For those who itemize, the math gets a little trickier. Beginning in 2026, only the portion of charitable contributions that exceeds 0.5% of adjusted gross income (AGI) will be deductible. If your AGI is $100,000, the first $500 of giving won’t count. Taxpayers in the highest 37% bracket will also find their savings capped at 35%, meaning each dollar donated yields no more than 35 cents in federal tax benefit. These changes aim to limit the most generous tax breaks for high earners, but also may negatively impact organizations.
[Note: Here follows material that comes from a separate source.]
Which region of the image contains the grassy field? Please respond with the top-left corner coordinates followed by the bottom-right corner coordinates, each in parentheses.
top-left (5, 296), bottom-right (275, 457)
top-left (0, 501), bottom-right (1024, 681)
With these new thresholds, timing and strategy matter more than ever. One tried-and-true tactic is “bunching” which involves combining several years of charitable giving into a single tax year to climb past the new AGI floor and make itemizing worthwhile. Donor-advised funds (DAFs) can help, letting donors claim a large deduction in one year while granting funds to charities gradually. Pairing bunching with appreciated stock donations or charitable remainder trusts can also reduce capital gains and preserve flexibility for long-term philanthropy.
Charities, of course, will feel the impact too. The universal deduction could draw in more small-dollar donors, while reduced incentives for top earners may slightly soften the flow of major gifts. Corporations are not unaffected by the OBBBA changes. Beginning in 2026, a new 1% floor means only contributions exceeding 1% of taxable income are deductible, though the familiar 10% ceiling still applies. For a company with $1 million in taxable income, the first $10,000 in donations brings no tax benefit.
Retirees using Qualified Charitable Distributions (QCDs) still enjoy one of the most tax-efficient ways to give. Individuals age 70½ and older can transfer funds directly from an IRA to a qualified charity, satisfying required minimum distributions and keeping the amount out of taxable income. The QCD rules aren’t affected by OBBBA, and they neatly sidestep the new AGI floors altogether.
The bottom line? While the landscape is changing, generosity still pays. 2025 may be the last chance to give under the old, friendlier deduction rules, so smart donors and nonprofits alike are mapping their next moves. The details may be complex, but the message remains timeless; thoughtful giving never goes out of style.